We definitely cannot generalize about Indian kids in the US, as there are several of our friends who are strict in instilling Indian and Hindu culture in their kids. This is done in a far more stringent and disciplined way than what we have in our house, so while our kids retain a vague idea of the various aspects of their roots, other Indian kids in the US are well-versed about Indian mythology, the various Shlokas, and even why their mom occasionally switches from her jeans to a saree and a bindi on her forehead! So, this post is about how our kids view the Hindu festivals that we participate in!
Not so much our kids! The reason is the slack nature of their parents. We’ve never been very rigid in enforcing any type of specific doctrine in the kids; we do celebrate Diwali, but we also do celebrate Christmas and we enjoy Halloween, so I think our kids have just come to think of it all in one giant aggregate of fun holidays rather than differentiate each for what it’s worth!

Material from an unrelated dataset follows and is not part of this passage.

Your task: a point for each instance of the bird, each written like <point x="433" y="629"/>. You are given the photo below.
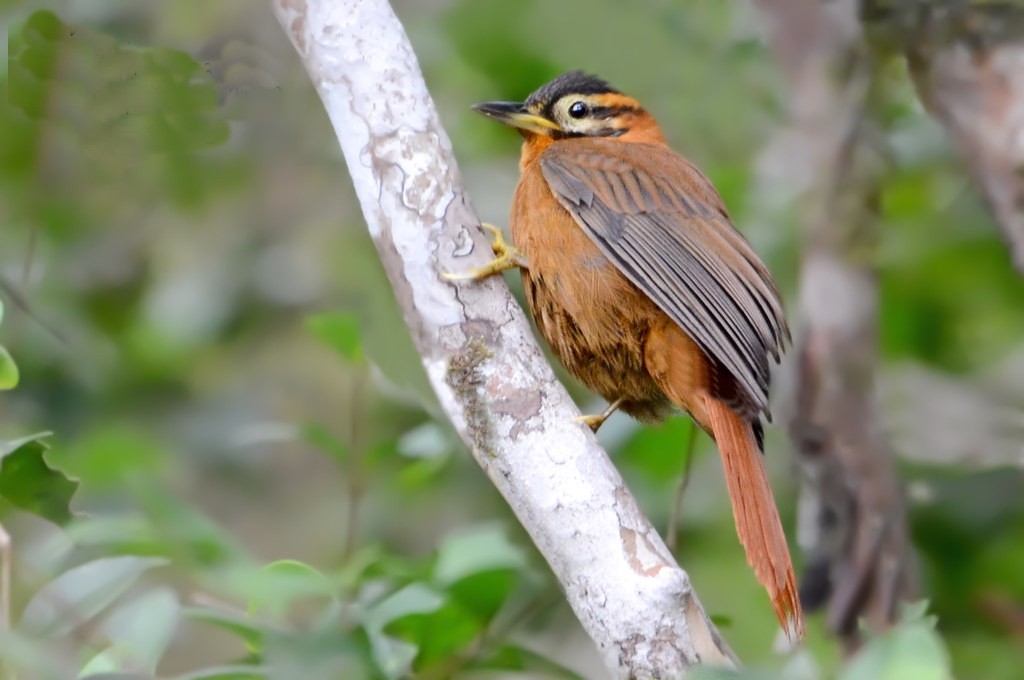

An older Indian lady once asked me what rituals I make my boys follow on a regular basis, and I was flummoxed, because I really didn’t make them to anything on a daily or weekly basis, except take them to Hindi class once a week (we no longer go, since the place is too far away). She then gently told me that I should consider imparting some kind of religious education to them because she said, ‘you probably know that by the time they’re 12, they’ll pretty much be out of hand.” I then told her that I felt that the education that I did want to impart to both my sons is to be good human beings and to respect and care for others, and that I had no other education that I would prefer to impart over and above that. Which is perfectly true and what I principally believed in.
Still, the pinch of guilt remains that I am not doing enough; that I am not making the effort to educate my boys about our rich Indian culture. I feel the constant tug-of-war of what to show them, what to teach them, what to enlighten them with in any given moment, and the answer is never crystal clear. I am resigned to play it by the ear; I am hoping, I wish, to be content to have them grow up as world citizens rather than identify themselves narrowly to one community.
The mixed awareness-non-awareness that my sons have for our Hindu culture is pretty much examplified by the second paragraph of this essay that Big A wrote last year after we did our Ganesh puja at home (my post on it last year is linked). The puja can be performed by the family members, if they are well versed with all the rituals of the puja, but typically, people prefer calling in a priest to do the necessary. The Husband and I had a good laugh that our recorded version of a priest chanting out the verses in the puja being thought of by our boys as traditional!